The Code of Ethics of the Society of Professional Journalists doesn't use the word "bias" and only uses the word "balance" in an unrelated context. It does hint at it in the following lines, though:
Distinguish between advocacy and news reporting. Analysis and commentary should be labeled and not misrepresent fact or context.
Remain free of associations and activities that may compromise integrity or damage credibility.
These are both reasonable statements, although neither gives a very clear guide for behavior.
So it might be a good idea to back up and ask a basic question. Why is bias a bad thing? The primary negative outcome of bias is that it often causes distortion of the truth by filtering out information which runs counter to the preconceptions of a writer or editor. In the cognitive sciences it's known under a variety of names, depending on the specific example, including "confirmation bias", "cognitive dissonance", and "selective exposure". Sue Ellen Christian, a researcher in the School of Communication at Western Michigan University, wrote a paper entitled Cognitive Biases and Errors as Cause—and Journalistic Best Practices as Effect.
The abstract of her paper states:
This article argues that basic ethical principles of U.S. journalism as described in the Society of Professional Journalists’ Code of Ethics are the result of, and a response to, cognitive bias and error. Cognitive biases and errors necessitate journalistic best practices to correct or attenuate them. Social cognitive processes explored include stereotyping, confirmation bias, and attribution. These concepts are noteworthy because each may be activated by the practice of journalism, and each has been shown to be susceptible to attenuation through specific practices. The article concludes with ideas for integrating cognition into journalism education.
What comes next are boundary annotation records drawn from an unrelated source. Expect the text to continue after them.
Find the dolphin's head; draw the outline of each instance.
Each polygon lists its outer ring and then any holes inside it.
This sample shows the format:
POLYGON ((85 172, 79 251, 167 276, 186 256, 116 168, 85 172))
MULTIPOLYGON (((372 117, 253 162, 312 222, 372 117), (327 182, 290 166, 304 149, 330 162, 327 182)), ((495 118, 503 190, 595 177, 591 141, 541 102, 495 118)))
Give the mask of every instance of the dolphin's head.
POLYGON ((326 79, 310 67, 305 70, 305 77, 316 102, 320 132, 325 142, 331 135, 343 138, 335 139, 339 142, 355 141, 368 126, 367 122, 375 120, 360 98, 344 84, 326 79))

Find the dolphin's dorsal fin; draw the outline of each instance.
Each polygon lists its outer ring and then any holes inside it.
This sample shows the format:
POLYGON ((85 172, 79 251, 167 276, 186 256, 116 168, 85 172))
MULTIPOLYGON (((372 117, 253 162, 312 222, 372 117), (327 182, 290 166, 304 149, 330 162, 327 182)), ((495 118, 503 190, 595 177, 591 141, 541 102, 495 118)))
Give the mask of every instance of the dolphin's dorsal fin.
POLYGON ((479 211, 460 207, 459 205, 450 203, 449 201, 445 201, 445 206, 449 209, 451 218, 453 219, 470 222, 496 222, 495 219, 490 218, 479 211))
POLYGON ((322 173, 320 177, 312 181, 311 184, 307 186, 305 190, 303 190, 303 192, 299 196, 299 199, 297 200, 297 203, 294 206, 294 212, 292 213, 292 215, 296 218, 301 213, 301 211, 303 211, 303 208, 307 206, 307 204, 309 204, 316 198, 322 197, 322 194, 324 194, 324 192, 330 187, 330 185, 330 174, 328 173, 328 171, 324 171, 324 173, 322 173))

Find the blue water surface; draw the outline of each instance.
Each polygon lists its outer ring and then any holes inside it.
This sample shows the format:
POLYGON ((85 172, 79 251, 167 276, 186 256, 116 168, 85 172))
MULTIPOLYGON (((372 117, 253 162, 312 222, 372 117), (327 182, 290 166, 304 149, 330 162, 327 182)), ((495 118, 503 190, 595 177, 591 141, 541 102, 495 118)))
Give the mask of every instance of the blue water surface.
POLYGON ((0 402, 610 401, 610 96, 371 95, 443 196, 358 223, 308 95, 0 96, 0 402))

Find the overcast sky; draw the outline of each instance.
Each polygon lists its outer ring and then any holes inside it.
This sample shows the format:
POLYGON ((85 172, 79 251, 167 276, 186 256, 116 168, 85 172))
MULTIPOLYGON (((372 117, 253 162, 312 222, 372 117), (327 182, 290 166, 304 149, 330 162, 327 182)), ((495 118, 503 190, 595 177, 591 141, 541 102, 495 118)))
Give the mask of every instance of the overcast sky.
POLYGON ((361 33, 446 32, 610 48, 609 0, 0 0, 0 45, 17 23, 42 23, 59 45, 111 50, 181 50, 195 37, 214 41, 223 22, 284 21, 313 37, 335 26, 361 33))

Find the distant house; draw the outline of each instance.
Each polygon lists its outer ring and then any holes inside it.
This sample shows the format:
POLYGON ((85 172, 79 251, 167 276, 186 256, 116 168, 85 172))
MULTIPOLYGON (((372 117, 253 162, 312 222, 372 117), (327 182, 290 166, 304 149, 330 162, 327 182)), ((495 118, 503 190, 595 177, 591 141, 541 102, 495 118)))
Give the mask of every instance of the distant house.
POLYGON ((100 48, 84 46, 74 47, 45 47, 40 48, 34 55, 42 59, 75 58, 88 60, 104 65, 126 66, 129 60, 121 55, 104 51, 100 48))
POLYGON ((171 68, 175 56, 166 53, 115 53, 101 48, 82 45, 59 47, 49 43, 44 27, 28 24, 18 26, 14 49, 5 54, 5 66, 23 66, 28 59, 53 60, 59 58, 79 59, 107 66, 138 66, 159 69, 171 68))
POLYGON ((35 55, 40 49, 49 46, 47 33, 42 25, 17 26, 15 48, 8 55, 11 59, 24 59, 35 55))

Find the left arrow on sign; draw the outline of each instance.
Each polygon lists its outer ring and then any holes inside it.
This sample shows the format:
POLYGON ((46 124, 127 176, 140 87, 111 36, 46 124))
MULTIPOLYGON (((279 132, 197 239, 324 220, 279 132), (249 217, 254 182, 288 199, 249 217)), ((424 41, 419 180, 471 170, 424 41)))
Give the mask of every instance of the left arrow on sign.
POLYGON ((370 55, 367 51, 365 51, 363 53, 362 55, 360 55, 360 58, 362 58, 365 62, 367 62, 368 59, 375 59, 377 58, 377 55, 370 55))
I think this is the key to developing a reasonable principle around both bias and balance. Journalists can't be expected to eradicate their biases, and they can't be expected to achieve perfect balance in a story. What they can do is understand their own biases, and to take steps to avoid those biases affecting the accuracy and completeness of their articles. The existing codes of ethics and policies attempt to do this by setting up simple rules. Focusing on why bias is often detrimental to good journalism, and techniques for recognizing and, if need be, circumventing those biases could be a more productive approach than any concise code of ethics.